Ao comentar a baixa produção de meias e atacantes reservas, Arnaldo disse que o time até consegue rodar peças do meio para trás sem grande queda, mas "desespera" quando troca nomes no setor ofensivo.
Do meio para a frente é um desespero. Farei um apelo aqui nessa live para Victor Sá, que se arrebentou no treino de hoje, Ferreirinha, André Silva, Cauly e para os moleques da base também: quando tiverem oportunidade do meio para frente, aproveitem a chance. Façam qualquer coisa. Porque quando o São Paulo troca do meio para frente, nenhum ser humano produz nada. Arnaldo Ribeiro
Na sequência do debate, Gabriel Sá disse que acompanhou o treino na Barra Funda e apontou Gustavo Santana como um nome que foi bem na atividade e em jogos-treino, mas reconheceu que o time ainda não tem um "fato novo" claro para mudar partidas.
Quando precisa olhar para o banco de reservas, não há um fato novo, um cara que você fala: 'esse vai entrar e tentar resolver o jogo'. Gabriel Sá
Renan Teixeira também cobrou mais testes e disse que o São Paulo repete substituições sem retorno, o que, na visão dele, pode desmotivar quem treina bem e quase não recebe minutos em cenário favorável, como um jogo controlado em casa.
Sempre entram os mesmos, sem produzir nada. Não chegou a hora de tentar o tal do 'fato novo' aí? Renan Teixeira
Arnaldo afirmou que, para ganhar novas chances, quem entra precisa "dar um sinal em campo" e explicou que não fala de lance plástico, mas de postura, combate e participação no jogo, independentemente do placar no momento da substituição.

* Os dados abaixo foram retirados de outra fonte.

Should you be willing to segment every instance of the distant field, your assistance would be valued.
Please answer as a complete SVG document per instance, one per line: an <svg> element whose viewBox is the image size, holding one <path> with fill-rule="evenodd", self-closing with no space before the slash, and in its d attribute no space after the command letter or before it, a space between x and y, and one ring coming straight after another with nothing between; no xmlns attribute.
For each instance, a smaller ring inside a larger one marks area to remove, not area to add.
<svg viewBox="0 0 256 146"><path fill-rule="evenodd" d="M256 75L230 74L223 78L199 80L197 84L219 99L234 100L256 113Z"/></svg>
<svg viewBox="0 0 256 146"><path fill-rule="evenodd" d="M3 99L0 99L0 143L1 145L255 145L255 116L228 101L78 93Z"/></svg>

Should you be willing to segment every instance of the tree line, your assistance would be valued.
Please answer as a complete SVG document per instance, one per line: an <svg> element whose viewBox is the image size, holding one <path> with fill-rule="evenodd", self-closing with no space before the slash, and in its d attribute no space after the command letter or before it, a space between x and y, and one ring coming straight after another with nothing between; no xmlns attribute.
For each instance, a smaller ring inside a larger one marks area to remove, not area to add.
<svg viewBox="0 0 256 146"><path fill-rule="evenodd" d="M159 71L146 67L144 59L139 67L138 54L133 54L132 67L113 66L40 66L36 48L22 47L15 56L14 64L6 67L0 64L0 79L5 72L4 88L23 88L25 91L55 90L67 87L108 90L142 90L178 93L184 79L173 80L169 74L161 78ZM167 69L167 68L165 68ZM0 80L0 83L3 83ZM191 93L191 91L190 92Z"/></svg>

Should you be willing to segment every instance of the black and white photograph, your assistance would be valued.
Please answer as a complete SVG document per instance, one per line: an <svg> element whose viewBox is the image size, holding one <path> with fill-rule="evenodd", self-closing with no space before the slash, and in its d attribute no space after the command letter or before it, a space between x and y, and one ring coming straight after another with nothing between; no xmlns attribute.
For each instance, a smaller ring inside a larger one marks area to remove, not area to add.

O diferente para mim não é pegar a bola, dar um rolinho, fazer um gol de bicicleta. É uma atitude diferente. Treino é treino, jogo é jogo. Se o cara não dá um sinal em um jogo... Eu quero só um sinal. Arnaldo Ribeiro
Na avaliação do colunista, o problema pesa para o restante da temporada porque o time não consegue sustentar titulares por "cem minutos" em sequência. "O São Paulo precisa do banco", disse ele, ao defender mais entrega e simplicidade de quem entra.